Pero todo tiene su fin. Tras el disfrute, vino la paz nocturna. Todos dormían, todos menos los océanos blanco y amarillo. Una tintineante luz brillaba en la redonda habitación de la princesa. Kida recogía el largo y limpio pelo de Rapunzel en una trenza que adornaba con flores bioluminiscentes autóctonas que ornamentaban con luces azuladas el rubio brillo.
—¿Crees que me acogerán bien? —Preguntó la de larga melena girando la cabeza para unir sus verdes ojos con los océanos de la ahora reina—. Aquí soy una extraña, nadie me recibirá bien... Lo he visto en sus caras, me temen…

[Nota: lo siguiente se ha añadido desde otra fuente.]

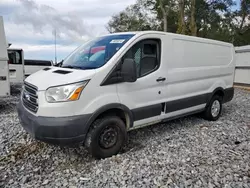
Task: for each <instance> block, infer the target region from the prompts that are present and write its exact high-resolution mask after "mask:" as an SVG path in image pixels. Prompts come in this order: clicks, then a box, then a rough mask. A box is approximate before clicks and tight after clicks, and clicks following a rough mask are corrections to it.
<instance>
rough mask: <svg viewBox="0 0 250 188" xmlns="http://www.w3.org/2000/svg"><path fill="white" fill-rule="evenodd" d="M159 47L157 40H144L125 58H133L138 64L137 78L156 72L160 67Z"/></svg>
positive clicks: (157, 41)
mask: <svg viewBox="0 0 250 188" xmlns="http://www.w3.org/2000/svg"><path fill="white" fill-rule="evenodd" d="M159 46H160V42H159V40H157V39H150V40H143V41H140V42H138V43H136V44H135V45H134V46H133V47H132V48H131V49H130V50H129V51H128V52H127V53H126V54H125V55H124V58H132V59H134V61H135V64H136V71H137V78H140V77H142V76H145V75H147V74H149V73H151V72H153V71H155V70H156V69H157V68H158V66H159Z"/></svg>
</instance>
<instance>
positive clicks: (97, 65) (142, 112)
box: [18, 31, 235, 158]
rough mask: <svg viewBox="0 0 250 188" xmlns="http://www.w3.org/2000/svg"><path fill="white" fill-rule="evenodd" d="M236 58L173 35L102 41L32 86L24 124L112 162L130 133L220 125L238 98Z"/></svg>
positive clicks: (89, 41)
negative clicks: (188, 123)
mask: <svg viewBox="0 0 250 188" xmlns="http://www.w3.org/2000/svg"><path fill="white" fill-rule="evenodd" d="M234 56H235V52H234V47H233V45H232V44H229V43H225V42H219V41H214V40H208V39H203V38H198V37H191V36H184V35H178V34H171V33H165V32H156V31H143V32H127V33H115V34H109V35H106V36H101V37H97V38H94V39H92V40H90V41H88V42H86V43H85V44H83V45H82V46H80V47H79V48H77V49H76V50H75V51H73V52H72V53H71V54H70V55H69V56H68V57H67V58H66V59H64V61H63V63H62V65H61V67H50V68H45V69H43V70H40V71H38V72H36V73H34V74H32V75H30V76H29V77H28V78H26V80H25V83H24V87H23V90H22V94H21V100H20V102H19V104H18V115H19V119H20V122H21V124H22V126H23V128H24V129H25V130H26V131H27V132H28V133H30V134H31V135H32V136H33V137H34V138H36V139H38V140H41V141H44V142H48V143H56V144H70V143H76V142H83V143H84V144H85V146H86V147H87V149H88V150H89V152H90V153H91V154H92V156H94V157H96V158H105V157H109V156H112V155H114V154H117V153H118V152H119V151H120V149H121V148H122V147H123V145H124V143H125V142H126V139H127V132H128V131H130V130H133V129H136V128H140V127H143V126H148V125H151V124H156V123H159V122H163V121H167V120H170V119H174V118H178V117H182V116H187V115H190V114H194V113H202V114H203V117H204V118H205V119H207V120H210V121H215V120H217V119H218V118H219V116H220V115H221V110H222V104H223V103H226V102H228V101H230V100H231V99H232V98H233V95H234V89H233V81H234V71H235V58H234Z"/></svg>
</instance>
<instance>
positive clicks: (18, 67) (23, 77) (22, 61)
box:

Kida sonrió de forma dulce y algo amarga, ella también se había percatado de los gestos de miedo y repudio. Llevaban cerrados tantísimos milenios, tan alejados de todo que se les había olvidado qué era relacionarse. El inmortal pueblo había olvidado su pasado.
—Lo harán —Sentenció de forma segura, perdida entre los mechones infinitos—. Al principio les costará muchísimo, llevamos demasiado tiempo cerrados en nosotros, pero te aceptarán. Verán lo maravillosa, dulce y agradable que eres. Verán la hermosa luz que hay en ti. Lo prometo.
Ambas se sonrieron y, tras unirse en un eterno beso lleno de sentimientos y perfección divina, la vela se apagó.